ところが、夫は61歳で退職したいと宣言。そして、今後かかるお金について細かくシミュレーションしたライフプラン表を見せてくれたそう。

「表を見て、夫が61歳で退職しても、貯蓄と年金収入などを計算すると、お金は十分たりるとわかりました」

漠然と「老後のお金」と考えると、いくらあってもたりないように感じますが、かかるお金が明確になったことで、安心して使えるように。
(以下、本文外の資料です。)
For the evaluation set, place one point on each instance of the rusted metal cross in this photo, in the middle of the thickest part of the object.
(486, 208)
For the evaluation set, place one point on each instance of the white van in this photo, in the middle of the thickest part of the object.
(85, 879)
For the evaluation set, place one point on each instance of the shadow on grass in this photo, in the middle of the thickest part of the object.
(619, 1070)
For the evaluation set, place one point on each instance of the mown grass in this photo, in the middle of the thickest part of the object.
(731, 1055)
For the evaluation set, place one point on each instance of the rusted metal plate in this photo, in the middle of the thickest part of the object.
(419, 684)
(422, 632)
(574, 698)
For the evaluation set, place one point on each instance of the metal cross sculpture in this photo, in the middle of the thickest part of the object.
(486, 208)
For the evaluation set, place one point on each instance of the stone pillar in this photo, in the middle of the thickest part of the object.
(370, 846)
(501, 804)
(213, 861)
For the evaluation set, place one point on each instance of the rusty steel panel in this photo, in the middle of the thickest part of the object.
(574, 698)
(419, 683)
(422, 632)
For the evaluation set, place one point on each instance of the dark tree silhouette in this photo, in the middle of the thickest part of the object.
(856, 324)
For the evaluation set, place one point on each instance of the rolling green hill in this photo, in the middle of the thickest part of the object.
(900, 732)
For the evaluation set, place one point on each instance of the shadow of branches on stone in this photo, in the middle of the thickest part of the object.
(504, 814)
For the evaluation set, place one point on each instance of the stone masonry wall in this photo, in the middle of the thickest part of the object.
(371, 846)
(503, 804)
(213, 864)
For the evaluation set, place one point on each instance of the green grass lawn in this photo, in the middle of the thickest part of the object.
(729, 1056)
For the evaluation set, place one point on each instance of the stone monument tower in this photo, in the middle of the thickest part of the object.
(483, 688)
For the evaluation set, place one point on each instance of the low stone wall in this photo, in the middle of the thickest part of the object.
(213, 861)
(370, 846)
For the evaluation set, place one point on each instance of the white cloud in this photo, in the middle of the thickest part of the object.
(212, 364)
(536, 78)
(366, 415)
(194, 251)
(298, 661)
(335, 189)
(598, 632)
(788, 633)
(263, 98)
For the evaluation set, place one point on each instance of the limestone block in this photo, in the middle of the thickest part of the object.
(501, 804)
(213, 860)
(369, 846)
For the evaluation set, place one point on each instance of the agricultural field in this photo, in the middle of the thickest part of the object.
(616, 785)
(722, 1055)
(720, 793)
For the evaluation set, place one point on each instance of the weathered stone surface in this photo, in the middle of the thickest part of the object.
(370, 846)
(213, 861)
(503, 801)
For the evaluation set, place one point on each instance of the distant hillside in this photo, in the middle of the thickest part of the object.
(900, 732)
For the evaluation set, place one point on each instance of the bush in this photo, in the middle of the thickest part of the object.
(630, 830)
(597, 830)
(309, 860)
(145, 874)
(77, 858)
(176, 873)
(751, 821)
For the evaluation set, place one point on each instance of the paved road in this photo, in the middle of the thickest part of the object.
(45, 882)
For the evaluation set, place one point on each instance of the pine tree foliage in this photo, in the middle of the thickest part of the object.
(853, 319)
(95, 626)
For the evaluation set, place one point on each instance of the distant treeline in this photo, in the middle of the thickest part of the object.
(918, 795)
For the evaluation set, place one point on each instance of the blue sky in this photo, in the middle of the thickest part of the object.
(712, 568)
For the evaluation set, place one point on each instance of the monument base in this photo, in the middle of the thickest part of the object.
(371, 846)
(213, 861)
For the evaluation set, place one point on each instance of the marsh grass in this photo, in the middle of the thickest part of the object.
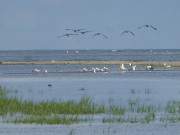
(48, 120)
(68, 112)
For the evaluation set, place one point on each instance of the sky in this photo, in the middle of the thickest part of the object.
(35, 24)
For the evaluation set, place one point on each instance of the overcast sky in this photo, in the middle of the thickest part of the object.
(35, 24)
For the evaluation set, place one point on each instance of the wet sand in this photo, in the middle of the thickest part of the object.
(155, 63)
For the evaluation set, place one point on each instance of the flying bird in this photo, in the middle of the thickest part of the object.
(100, 34)
(147, 26)
(67, 35)
(75, 30)
(128, 32)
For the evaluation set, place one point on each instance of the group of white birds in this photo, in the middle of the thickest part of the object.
(37, 70)
(81, 31)
(96, 69)
(123, 67)
(131, 67)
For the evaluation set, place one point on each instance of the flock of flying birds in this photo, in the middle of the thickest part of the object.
(81, 31)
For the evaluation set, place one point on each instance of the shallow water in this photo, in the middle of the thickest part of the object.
(91, 129)
(148, 87)
(69, 83)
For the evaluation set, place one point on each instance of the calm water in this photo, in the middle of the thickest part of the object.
(69, 82)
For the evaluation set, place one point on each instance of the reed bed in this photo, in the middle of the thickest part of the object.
(68, 112)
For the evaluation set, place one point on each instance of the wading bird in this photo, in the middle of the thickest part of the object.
(128, 32)
(100, 34)
(84, 32)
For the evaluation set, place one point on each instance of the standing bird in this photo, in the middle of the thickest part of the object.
(67, 35)
(128, 32)
(147, 26)
(100, 34)
(84, 32)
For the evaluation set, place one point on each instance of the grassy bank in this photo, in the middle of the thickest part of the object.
(68, 112)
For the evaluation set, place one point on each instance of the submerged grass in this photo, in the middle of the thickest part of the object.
(68, 112)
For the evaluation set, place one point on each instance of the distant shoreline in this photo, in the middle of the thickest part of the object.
(92, 62)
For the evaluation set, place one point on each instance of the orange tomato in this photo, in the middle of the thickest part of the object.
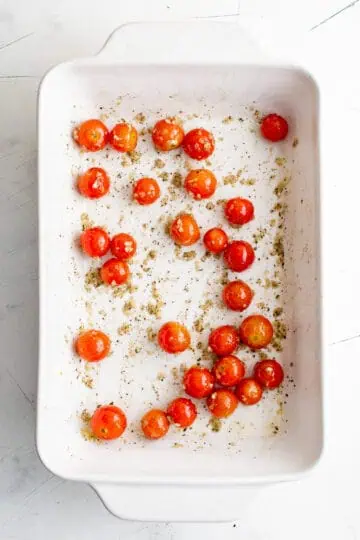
(92, 345)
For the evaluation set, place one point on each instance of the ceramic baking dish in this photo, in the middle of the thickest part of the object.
(212, 77)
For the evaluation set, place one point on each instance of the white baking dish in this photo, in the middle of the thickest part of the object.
(211, 70)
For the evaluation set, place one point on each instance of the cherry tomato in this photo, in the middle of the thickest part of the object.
(274, 127)
(224, 340)
(155, 424)
(173, 337)
(94, 183)
(248, 391)
(239, 211)
(198, 382)
(123, 137)
(215, 240)
(95, 242)
(146, 191)
(199, 143)
(123, 246)
(115, 272)
(237, 295)
(182, 412)
(239, 255)
(184, 230)
(200, 183)
(229, 370)
(256, 331)
(91, 135)
(167, 134)
(108, 422)
(92, 345)
(269, 373)
(222, 403)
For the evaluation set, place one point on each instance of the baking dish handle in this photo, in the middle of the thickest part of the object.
(177, 503)
(190, 42)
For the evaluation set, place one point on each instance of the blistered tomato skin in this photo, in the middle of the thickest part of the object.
(174, 337)
(199, 144)
(167, 134)
(239, 255)
(274, 127)
(108, 422)
(92, 135)
(92, 345)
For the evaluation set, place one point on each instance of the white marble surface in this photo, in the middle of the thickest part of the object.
(325, 35)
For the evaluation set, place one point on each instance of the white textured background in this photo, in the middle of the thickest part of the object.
(324, 35)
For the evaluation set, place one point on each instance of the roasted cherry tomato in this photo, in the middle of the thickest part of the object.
(199, 143)
(200, 183)
(167, 134)
(123, 137)
(91, 135)
(224, 340)
(237, 295)
(94, 183)
(95, 242)
(182, 412)
(198, 382)
(222, 403)
(92, 345)
(239, 211)
(256, 331)
(269, 373)
(239, 255)
(229, 370)
(248, 391)
(123, 246)
(274, 127)
(155, 424)
(215, 240)
(184, 230)
(115, 272)
(173, 337)
(108, 422)
(146, 191)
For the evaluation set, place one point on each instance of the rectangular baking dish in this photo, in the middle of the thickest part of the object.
(213, 77)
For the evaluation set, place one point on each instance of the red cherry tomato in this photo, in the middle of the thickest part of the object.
(224, 340)
(108, 422)
(237, 295)
(269, 373)
(167, 134)
(92, 345)
(200, 183)
(91, 135)
(239, 255)
(146, 191)
(123, 137)
(182, 412)
(94, 183)
(222, 403)
(155, 424)
(229, 370)
(239, 211)
(173, 337)
(274, 127)
(199, 143)
(184, 230)
(114, 272)
(215, 240)
(248, 391)
(123, 246)
(198, 382)
(256, 331)
(95, 242)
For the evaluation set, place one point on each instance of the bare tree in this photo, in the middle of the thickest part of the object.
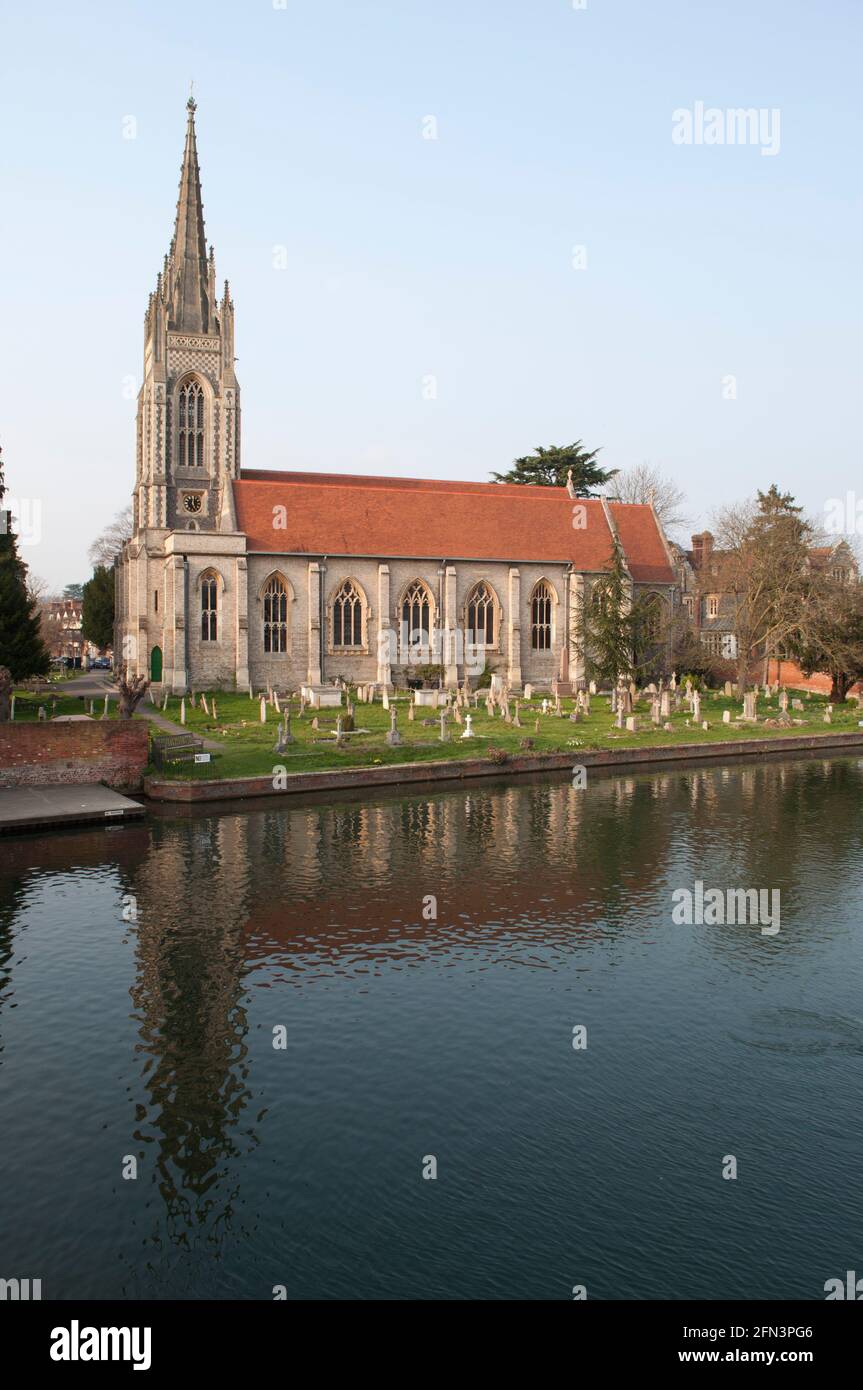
(132, 690)
(36, 587)
(763, 573)
(107, 546)
(645, 483)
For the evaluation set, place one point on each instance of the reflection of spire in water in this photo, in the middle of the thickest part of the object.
(192, 895)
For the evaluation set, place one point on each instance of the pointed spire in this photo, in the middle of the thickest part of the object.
(191, 306)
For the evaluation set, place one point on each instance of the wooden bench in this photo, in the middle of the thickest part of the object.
(175, 748)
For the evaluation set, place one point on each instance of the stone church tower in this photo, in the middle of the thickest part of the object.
(188, 407)
(188, 455)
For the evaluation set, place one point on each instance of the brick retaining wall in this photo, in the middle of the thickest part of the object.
(38, 754)
(231, 788)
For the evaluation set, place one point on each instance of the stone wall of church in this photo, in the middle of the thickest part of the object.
(382, 587)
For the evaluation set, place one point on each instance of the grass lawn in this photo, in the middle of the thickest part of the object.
(248, 745)
(59, 701)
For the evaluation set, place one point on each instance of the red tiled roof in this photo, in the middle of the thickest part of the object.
(331, 513)
(641, 542)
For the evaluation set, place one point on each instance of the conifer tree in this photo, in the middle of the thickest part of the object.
(21, 647)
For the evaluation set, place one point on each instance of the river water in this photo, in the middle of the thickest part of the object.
(420, 963)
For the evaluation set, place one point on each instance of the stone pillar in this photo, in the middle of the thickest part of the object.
(385, 635)
(316, 576)
(514, 631)
(241, 588)
(449, 655)
(177, 679)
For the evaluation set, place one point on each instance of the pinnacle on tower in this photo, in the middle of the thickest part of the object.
(191, 309)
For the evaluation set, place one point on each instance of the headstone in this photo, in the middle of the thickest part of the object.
(284, 737)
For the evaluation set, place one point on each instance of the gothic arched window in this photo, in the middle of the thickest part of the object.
(541, 617)
(348, 616)
(481, 616)
(275, 615)
(416, 615)
(209, 609)
(191, 426)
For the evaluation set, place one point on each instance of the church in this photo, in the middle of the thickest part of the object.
(243, 577)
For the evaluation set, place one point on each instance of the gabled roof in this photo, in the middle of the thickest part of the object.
(331, 513)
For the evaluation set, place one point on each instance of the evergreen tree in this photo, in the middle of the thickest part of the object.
(551, 467)
(97, 615)
(607, 623)
(21, 647)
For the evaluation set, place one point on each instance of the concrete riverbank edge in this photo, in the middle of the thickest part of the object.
(403, 774)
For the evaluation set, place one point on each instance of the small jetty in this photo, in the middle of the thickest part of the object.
(34, 808)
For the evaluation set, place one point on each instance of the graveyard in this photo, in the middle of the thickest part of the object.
(253, 736)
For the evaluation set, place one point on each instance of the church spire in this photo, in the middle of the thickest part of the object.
(191, 309)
「夫の退職から7年たった今も、お金に悩むことなく暮らしています」

「ライフプラン表」のメリット4選

ライフさんが実践している「ライフプラン表」の作成。どんなメリットがあるのでしょうか?

●かかるお金が明確になり、小さな幸せを満喫できる

ライフプラン表は、これまでつけていた家計簿をもとに、毎年かかる生活費を計算。「これまでどおりの暮らしを続ければ大丈夫とわかって、“お金がたりない”という欠乏感がなくなり、日々の暮らしに幸せを感じられるようになりました」

●旅行など、使いたいことにはしっかり使える

「夫婦そろって物欲はあまりありませんが、夫の現役時代は忙しくて行けなかった旅行には、元気なうちに行きたいと思っています」。退職後の10年間は、毎年60万円ずつを旅行の予算として確保し、使いたいところにはしっかり使います

●予算の範囲内ならOK。節約のプレッシャーから解放

以前は、生活費を少しでも節約して、貯蓄に回そうと考えていたライフさん。「常に節約優先にしなくても、予算の範囲内なら使っても問題ないとわかり、以前ならあきらめていたちょっと高価なお菓子を買うなど、プチぜいたくを楽しめるように」

●長生きしても安心。将来の心配ごとが消える

元気なうちはアクティブに過ごすためにお金がかかりますが、年齢を重ねれば、ライフスタイルはシンプルに。「入院や介護施設などのお金は多少の準備が必要ですが、日常にかかるお金は年金でまかなえるので、長生きしても安心とわかりました」

「ライフプラン表」のつくり方

「自分たちの暮らし方に合わせて、できるだけ正確に予測を立てることが安心につながります」というライフさん夫婦のライフプラン表。費目の立て方や計算の仕方、活用法などを解説!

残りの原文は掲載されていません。